Recently, treatment of transgenic mice with retinoid X receptor (RXR) agonists was shown to enhance clearance of Aβ in an ApoE-dependent manner. The data led the authors to conclude that this was mediated by microglial phagocytosis (Cramer et al. 2012). Whether RXR agonists could also be employed to facilitate clearance of AβpE3 Abeta aggregates by astrocytes and neurons will be interesting to find out. In our neuronal cell culture model, the RXR agonist trans-retinoic acid was present in all conditions, and we cannot exclude that this has affected overall uptake to some extent. The exciting study by Cramer et al. again illustrates the high potential of intervention in the uptake and clearance of Aβ as therapeutic strategy for AD. The semiquantitative analysis of the intracellular O-AβpE3 staining in temporal cortex of 16 controls and 11 AD patients showed an age-dependent increase in intracellular staining. Moreover for the intraneuronal O-AβpE3 staining, this age-dependent increase was associated with the disease. This observation underscores the relevance of the oligomeric AβpE peptides in the pathogenesis of the disease. The age-related increase in the intraglial O-AβpE3 staining intensity in control cells might be explained by the resistance of these aggregates against lysosomal degradation. Neuroinflammation is another process that is associated with AD pathogenesis as well as with aging (Giunta et al. 2008) and it will be interesting to investigate whether the inflammatory profile affects the accumulation/clearance of AβpE peptides. A correlation between intraneuronal Aβ1−x staining and ApoE genotype has been reported (Christensen et al. 2010); however, we did not observe any relation between intracellular oligomeric pE Aβ and ApoE genotype in our cohort.

Based on our experiments, we propose the following model (Fig. 7). During aging the lysosomal activity declines (Chondrogianni et al. 2002), which hampers the degradation of Aβ and leads to accumulation of the degradation-resistant pE variant in the lysosomes.
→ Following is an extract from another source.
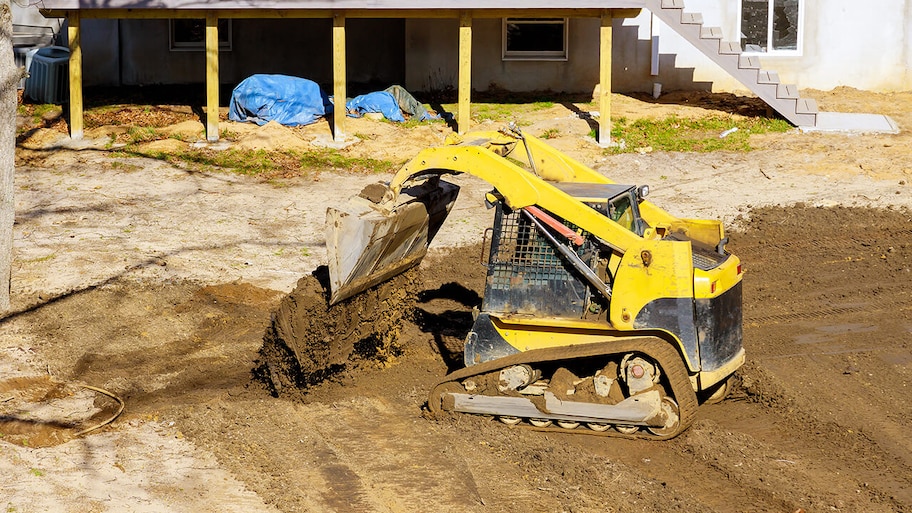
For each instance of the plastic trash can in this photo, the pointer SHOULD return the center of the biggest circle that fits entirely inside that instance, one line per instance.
(49, 75)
In the progression of AD, this is further compromised by the rise in Aβ and QPCT levels. The resulting increased load of pE Aβ aggregates in the lysosomes causes lysosomal damage. Consequently, the lysosomal degradation capacity will decline even further, which may ultimately contribute to neuronal loss. A role for lysosomal dysfunction in AD is supported by data from postmortem brain material: neurons in vulnerable brain regions in AD patients show an increased number of structurally abnormal endosomes, lysosomes, and autophagosomes as well as increased expression of lysosomal hydrolases (Nixon 2007). The convergence of aging and Aβ pathology via decline of the lysosomal pathway is supported by a recently developed conditional Drosophila model linking Alzheimer’s neurodegeneration with aging (Ling and Salvaterra 2011). Interestingly, recent evidence indicates that familial AD (FAD) mutations in presenilin 1 (PS1) cause lysosomal impairment (Lee et al. 2010). In this respect, it is striking that the intraneuronal pE Aβ staining in PS1 FAD patients is increased compared to sporadic patients (Wirths et al. 2010). This again points to an important role for the lysosome in intracellular pE Aβ accumulation. In line with our data and model, a recent report demonstrated that increasing the proteolytic capacity of the lysosome reduces Aβ accumulation in a mouse model (Yang et al. 2011). Our results highlight the potential of pE Aβ variants as target for intervention in AD. In addition, preventing pE Aβ-induced LMP or enhancing the lysosomal degradation capacity may indicate a promising therapeutic direction in age-related neurodegeneration.
Fig. 7

Model showing convergence of aging and Aβ toxicity at the lysosome. Due to an age-related decline in lysosomal activity, the degradation of Aβ is hampered resulting in the accumulation of the degradation-resistant pE variant in the lysosomes. During AD progression, Aβ and QPCT levels increase which leads to further accumulation. The presence of pE Aβ aggregates in the lysosomes causes lysosomal damage. Consequently, the lysosomal degradation capacity will decline even further, which may ultimately contribute to neuronal loss. Preventing Aβ-induced LMP or enhancing the lysosomal degradation capacity may represent promising therapeutic directions for AD

Materials and methods

Preparation of different amyloid-β species

1-42 and Aβ3-42 were purchased from Anaspec (San Jose, CA, USA) and Aβ3(pE)-42 was purchased from Bachem (Liestal, Switzerland). All Aβ used in this study is synthetic and therefore free of additional unwanted modifications and endotoxin contamination. Preparations were of the highest available grade of purity (>95 % HPLC pure). Aβ oligomers were produced as described before and are ultimately present in aqueous solution buffered at neutral pH (Chafekar et al. 2007). High-order aggregates were removed by centrifugation (10 min, 14,000 rpm) at 4 °C. The presence of oligomers was confirmed by electron microscopy and thioflavin T assay.

Aβ peptides containing fluorophore and quencher were synthesized by solid phase synthesis using an Fmoc strategy at the NKI peptide facility. Oregon green 488 (Molecular Probes, Eugene, OR, USA) was introduced at amino acid 22 by covalent coupling of Oregon green 488 iodoacetamide to the cysteine. Quenching of Oregon green fluorescence was achieved with a dabcyl group that had been introduced in the peptide at amino acid 12 by introduction of Fmoc-L-Lys(Dabcyl)-OH. Peptides were purified by RP-HPLC and evidenced the expected molecular mass as determined by mass spectrometry.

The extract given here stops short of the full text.